A final concern related to ADHD during the COVID-19 pandemic has been the response to infection itself. Research shows that individuals with ADHD are at increased risk of acquiring COVID-19, experiencing greater severity of COVID-19 symptoms, and being hospitalized for COVID-19. The same study noted the need for more research on whether individuals with ADHD are at higher risk for long COVID or for neuropsychiatric symptoms resulting from COVID infection.6 Long COVID is an emerging challenge that is in need of additional study. For some, long COVID symptoms include cognitive impairment and memory loss, as well as disturbed sleep and increased anxiety.7 These symptoms mirror those of ADHD and will require accurate diagnosis and treatment.
Dr Halpern is a licensed psychologist with Washington Behavioral Medicine Associates, LLC, and director/co-founder of The SOAR Program for Psychotherapy and Testing at WBMA. Dr Laje is a psychiatrist and the director of Washington Behavioral Medicine Associates, LLC, and the co-founder of The SOAR Program.
1. Pollak Y, Shoham R, Dayan H, et al. Symptoms of ADHD predict lower adaptation to the COVID-19 outbreak: financial decline, low adherence to preventive measures, psychological distress, and illness-related negative perceptions.
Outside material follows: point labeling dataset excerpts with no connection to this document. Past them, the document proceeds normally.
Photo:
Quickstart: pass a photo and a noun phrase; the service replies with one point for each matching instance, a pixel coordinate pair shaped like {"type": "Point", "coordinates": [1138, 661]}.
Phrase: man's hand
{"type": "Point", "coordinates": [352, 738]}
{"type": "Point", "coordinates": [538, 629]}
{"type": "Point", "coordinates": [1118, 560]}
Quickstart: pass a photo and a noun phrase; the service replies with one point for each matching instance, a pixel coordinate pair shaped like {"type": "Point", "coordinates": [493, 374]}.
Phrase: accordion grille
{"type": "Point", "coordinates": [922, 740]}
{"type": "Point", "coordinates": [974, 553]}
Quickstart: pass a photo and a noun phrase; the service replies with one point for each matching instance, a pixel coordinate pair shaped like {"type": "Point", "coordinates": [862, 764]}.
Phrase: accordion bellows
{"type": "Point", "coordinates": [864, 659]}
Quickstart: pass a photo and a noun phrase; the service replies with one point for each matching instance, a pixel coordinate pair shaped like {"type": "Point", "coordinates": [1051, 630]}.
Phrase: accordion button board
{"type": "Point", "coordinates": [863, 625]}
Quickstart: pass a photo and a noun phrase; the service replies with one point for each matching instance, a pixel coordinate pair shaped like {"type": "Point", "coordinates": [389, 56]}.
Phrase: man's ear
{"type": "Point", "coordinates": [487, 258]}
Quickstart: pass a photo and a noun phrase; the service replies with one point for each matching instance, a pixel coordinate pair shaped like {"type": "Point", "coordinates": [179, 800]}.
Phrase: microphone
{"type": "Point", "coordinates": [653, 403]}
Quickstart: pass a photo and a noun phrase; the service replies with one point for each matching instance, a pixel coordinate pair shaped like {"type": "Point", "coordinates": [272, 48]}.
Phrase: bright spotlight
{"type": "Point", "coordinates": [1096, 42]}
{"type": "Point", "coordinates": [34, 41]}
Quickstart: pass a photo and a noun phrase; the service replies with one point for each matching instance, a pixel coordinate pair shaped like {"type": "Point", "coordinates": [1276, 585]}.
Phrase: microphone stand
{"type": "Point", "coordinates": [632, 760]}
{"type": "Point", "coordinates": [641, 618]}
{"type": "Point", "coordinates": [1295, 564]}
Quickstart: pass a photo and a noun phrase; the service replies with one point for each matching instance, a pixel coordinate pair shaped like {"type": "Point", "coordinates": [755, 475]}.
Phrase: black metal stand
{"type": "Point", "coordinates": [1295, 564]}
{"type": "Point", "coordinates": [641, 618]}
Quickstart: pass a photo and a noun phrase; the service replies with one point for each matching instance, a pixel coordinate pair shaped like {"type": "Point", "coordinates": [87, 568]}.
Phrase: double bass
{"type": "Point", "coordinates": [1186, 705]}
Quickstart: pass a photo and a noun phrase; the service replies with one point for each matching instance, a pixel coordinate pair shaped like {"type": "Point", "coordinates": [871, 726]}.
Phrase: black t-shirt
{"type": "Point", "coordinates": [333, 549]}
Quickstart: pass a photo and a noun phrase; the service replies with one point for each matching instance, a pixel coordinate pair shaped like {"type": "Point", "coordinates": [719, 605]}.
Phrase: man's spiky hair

J Atten Disord. 2022;26(5):735-746.
2. Sibley MH, Ortiz M, Gaias LM, et al. Top problems of adolescents and young adults with ADHD during the COVID-19 pandemic. J Psychiatr Res. 2021;136:190-197.
3. Zhang J, Shuai L, Yu H, et al. Acute stress, behavioural symptoms and mood states among school-age children with attention-deficit/hyperactive disorder during the COVID-19 outbreak. Asian J Psychiatr. 2020;51:102077.
4. Abrams Z. Helping adults and children with ADHD in a pandemic world. Monitor on Psychology. 2022;53(2):68.
5. Shuai L, He S, Zheng H, et al. Influences of digital media use on children and adolescents with ADHD during COVID-19 pandemic. Global Health. 2021;17(1):48.
6. Merzon E, Weiss MD, Cortese S, et al. The association between ADHD and the severity of COVID-19 infection. J Atten Disord. 2022;26(4):491-501.
7. Raveendran AV, Jayadevan R, Sashidharan S. Long COVID: an overview. Diabetes Metab Syndr. 2021;15(3):869-875.